The Veryant/Clerity connection
The impetus for Veryant and Clerity to collaborate came about when Micro Focus, the largest player in COBOL application modernization, snatched up a smaller rival last year called Acucorp. Clerity had worked with Micro Focus and Acucorp before, teaming up to help users migrate off the mainframe. But with the purchase, Clerity was looking to give its users more migration options. Veryant and its Java-based approach worked out well.
"We can now facilitate mainframe migrations via COBOL that gives people a pathway to the Java technology," Jenkins said. "A lot of clients are interested in it. A lot don't know why. They just know that they want to have Java."

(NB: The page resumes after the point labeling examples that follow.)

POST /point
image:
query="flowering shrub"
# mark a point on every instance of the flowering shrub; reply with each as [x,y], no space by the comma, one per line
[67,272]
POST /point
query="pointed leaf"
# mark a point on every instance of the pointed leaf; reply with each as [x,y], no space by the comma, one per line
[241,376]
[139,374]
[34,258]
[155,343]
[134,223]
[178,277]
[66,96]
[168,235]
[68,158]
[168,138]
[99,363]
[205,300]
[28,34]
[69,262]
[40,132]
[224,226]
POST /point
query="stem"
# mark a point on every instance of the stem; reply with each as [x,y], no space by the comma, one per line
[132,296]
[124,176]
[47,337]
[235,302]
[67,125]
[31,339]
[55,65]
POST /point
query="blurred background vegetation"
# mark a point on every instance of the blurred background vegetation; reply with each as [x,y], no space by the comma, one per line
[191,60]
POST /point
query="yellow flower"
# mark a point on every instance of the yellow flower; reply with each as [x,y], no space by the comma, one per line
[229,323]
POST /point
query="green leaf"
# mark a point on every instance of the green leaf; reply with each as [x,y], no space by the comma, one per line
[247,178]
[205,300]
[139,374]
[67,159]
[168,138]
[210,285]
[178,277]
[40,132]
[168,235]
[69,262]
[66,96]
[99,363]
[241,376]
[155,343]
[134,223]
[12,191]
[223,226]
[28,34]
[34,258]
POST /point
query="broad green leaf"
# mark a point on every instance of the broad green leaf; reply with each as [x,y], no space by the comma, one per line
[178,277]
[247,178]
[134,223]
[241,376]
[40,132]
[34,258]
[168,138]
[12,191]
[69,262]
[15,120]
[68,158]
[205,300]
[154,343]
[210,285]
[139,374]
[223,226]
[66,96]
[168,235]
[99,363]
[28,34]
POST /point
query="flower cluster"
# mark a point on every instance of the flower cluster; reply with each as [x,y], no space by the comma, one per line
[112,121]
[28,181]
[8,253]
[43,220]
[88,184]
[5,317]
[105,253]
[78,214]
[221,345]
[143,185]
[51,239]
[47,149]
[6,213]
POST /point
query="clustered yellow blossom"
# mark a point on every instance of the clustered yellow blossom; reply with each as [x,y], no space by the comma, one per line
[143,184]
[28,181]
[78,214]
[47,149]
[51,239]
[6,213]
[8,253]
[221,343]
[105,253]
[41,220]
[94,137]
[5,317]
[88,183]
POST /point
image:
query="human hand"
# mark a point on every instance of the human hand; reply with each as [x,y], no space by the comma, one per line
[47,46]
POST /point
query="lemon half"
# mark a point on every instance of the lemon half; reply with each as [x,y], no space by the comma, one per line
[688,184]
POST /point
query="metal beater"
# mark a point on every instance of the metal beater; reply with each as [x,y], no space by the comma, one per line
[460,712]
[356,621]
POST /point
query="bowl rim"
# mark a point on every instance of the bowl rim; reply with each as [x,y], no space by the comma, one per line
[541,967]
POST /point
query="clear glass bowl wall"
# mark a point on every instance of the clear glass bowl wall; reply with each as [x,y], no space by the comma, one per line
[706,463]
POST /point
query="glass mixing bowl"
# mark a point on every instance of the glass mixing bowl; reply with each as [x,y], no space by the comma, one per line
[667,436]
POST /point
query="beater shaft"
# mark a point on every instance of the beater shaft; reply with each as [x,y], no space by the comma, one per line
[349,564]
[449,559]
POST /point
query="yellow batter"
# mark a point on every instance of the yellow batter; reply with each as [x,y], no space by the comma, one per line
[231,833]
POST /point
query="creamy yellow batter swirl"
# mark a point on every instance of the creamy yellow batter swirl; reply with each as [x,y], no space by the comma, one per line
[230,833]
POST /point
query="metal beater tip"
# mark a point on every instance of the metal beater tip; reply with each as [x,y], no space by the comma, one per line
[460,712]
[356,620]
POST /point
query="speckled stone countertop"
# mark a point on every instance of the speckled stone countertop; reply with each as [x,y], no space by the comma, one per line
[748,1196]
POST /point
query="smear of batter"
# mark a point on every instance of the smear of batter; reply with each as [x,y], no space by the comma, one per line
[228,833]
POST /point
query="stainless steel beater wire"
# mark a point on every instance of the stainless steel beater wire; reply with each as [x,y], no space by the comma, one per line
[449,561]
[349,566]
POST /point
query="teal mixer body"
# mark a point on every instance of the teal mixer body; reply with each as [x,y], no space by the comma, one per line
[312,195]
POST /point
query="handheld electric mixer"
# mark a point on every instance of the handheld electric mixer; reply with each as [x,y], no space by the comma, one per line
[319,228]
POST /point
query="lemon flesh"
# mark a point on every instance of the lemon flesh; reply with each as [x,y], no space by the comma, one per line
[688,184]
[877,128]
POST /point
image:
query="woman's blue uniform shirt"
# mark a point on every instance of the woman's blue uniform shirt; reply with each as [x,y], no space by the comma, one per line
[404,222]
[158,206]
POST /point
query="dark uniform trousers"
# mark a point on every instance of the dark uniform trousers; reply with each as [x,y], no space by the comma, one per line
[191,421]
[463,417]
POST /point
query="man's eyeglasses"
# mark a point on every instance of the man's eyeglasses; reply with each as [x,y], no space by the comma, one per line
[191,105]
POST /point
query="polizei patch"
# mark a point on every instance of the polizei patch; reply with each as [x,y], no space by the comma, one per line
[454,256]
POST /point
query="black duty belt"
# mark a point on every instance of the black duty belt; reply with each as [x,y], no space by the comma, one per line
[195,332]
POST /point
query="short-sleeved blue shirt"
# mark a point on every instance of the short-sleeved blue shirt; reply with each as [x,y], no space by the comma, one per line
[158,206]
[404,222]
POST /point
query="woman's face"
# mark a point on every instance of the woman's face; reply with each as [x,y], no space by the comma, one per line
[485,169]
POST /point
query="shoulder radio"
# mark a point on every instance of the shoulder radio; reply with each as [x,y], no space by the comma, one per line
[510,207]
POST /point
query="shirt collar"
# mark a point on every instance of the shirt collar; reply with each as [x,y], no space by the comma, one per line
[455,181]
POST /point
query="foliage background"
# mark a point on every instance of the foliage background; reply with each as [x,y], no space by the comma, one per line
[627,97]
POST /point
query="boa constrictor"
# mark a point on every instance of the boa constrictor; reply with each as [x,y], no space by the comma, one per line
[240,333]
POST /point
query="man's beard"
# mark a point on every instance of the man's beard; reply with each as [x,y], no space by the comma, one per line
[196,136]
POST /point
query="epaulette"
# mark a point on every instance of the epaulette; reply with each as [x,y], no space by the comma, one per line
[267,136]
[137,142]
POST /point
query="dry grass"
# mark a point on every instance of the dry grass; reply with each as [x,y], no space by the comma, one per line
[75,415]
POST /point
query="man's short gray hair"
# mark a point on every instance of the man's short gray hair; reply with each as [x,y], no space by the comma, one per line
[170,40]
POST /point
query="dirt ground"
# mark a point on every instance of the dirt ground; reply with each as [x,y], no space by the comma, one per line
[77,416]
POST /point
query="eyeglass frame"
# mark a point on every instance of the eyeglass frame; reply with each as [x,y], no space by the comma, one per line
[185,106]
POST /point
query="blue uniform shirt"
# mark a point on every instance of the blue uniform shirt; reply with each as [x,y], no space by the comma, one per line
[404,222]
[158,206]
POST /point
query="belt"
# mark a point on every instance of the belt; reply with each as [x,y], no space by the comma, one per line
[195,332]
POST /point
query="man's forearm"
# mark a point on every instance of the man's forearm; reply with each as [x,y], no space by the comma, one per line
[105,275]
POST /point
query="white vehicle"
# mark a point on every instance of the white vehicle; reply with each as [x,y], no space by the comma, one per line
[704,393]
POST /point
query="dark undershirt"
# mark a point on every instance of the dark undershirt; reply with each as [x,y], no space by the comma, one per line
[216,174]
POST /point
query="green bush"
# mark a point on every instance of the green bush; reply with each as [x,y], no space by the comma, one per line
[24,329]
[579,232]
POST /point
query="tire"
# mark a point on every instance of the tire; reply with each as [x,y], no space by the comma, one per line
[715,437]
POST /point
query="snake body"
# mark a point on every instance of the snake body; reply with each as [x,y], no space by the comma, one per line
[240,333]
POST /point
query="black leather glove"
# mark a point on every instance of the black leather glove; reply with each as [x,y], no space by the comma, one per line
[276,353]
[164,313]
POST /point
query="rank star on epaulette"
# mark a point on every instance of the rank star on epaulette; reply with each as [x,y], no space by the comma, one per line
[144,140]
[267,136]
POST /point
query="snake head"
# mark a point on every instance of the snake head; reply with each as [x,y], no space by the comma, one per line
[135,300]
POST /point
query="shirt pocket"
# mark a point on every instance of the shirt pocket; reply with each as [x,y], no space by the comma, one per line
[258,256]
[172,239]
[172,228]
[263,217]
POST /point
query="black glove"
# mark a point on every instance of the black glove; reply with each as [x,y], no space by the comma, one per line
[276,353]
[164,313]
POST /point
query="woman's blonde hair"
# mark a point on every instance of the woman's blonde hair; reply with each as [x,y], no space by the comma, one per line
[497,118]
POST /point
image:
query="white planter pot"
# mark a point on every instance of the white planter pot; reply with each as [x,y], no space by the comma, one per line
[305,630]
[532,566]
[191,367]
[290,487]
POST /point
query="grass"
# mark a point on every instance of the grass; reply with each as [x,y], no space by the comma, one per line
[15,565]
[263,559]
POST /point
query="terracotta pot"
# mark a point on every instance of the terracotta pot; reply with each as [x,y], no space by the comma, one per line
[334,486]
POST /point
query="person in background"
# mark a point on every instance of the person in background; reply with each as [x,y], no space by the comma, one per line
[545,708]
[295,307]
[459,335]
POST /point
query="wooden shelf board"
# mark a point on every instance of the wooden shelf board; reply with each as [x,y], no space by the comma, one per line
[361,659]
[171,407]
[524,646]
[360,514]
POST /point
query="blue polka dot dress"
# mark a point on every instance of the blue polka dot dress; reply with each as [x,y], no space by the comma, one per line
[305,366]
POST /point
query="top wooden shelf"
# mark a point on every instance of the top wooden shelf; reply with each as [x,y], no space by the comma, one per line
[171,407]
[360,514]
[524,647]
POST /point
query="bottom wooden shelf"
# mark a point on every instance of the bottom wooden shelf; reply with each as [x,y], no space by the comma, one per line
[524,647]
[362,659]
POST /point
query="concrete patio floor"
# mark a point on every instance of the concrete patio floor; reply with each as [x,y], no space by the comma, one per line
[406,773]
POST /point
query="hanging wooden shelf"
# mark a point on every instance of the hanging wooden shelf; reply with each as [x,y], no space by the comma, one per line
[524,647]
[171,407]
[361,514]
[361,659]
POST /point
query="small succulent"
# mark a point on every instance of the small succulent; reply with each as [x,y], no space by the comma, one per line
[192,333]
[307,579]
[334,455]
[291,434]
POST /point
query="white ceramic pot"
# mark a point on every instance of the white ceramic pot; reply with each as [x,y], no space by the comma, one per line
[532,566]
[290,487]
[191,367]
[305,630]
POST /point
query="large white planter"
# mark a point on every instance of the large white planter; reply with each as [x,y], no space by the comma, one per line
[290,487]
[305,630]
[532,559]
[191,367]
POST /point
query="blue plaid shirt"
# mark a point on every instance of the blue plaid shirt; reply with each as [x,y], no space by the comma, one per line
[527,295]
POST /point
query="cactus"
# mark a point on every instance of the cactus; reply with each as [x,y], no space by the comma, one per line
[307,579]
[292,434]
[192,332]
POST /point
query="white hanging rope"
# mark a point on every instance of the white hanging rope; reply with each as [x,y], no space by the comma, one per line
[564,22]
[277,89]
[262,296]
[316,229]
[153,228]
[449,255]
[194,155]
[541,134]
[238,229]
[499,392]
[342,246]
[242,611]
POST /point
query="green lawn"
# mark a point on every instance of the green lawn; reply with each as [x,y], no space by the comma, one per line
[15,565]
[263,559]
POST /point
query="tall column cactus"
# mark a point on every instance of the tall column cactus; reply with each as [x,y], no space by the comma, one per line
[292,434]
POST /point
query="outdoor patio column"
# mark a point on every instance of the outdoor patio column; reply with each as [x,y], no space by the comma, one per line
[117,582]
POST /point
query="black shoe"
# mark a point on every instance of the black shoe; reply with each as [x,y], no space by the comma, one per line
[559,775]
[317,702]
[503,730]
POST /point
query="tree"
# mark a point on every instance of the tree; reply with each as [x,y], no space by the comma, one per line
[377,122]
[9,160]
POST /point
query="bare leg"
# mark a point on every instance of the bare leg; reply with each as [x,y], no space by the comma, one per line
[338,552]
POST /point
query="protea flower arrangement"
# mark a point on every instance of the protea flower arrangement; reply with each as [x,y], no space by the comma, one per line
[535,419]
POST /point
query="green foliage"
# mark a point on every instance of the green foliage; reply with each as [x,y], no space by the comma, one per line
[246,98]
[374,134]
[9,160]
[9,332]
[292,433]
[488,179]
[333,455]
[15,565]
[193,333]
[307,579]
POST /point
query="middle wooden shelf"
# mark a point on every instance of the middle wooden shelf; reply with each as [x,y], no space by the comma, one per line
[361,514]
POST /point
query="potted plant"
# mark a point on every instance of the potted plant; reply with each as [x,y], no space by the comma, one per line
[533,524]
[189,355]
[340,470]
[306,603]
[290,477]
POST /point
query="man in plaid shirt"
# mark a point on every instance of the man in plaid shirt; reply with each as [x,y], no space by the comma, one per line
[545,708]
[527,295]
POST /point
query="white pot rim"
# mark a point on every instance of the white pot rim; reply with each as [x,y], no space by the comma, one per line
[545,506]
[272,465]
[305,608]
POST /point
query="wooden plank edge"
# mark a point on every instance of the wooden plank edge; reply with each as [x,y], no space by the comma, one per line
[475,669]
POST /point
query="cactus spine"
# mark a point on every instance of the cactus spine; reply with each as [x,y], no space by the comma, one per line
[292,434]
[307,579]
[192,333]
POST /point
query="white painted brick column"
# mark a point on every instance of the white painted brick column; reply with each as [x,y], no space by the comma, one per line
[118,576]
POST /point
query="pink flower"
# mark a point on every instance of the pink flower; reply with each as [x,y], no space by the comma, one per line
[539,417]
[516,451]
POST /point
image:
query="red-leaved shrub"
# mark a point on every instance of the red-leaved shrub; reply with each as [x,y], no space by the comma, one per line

One of Veryant's U.S. customers, an enterprise resource planning software company based in Nashville called Softwrx, came to the Veryant software they wanted to use Java without having to let go of COBOL.
Softwrx's COBOL applications are on Linux. John Jackson, the company's president, said Veryant's isCOBOL software has been much better than the software he used previously from Acucorp.
"I love COBOL, it's my favorite language," he said. "I've been doing it since the age of 16. And I love being able to have that portability, that flexibility to take it to the GUI interface."
He said the look and feel of the software is more "aesthetic" and "appeared to work without a lot of gyration" compared with Acucorp. He also said that other tools that move legacy systems into a GUI environment don't use the servers' processors as efficiently. He explains:
"If I'm at a main menu on my application, and I call a submenu, it's not really linked to that thread," he said about other products. "It has created a new thread. I've created a different thread instead of it all being tied back to the same thread."
Softwrx plans to have the Veryant software fully deployed in the next month and a half.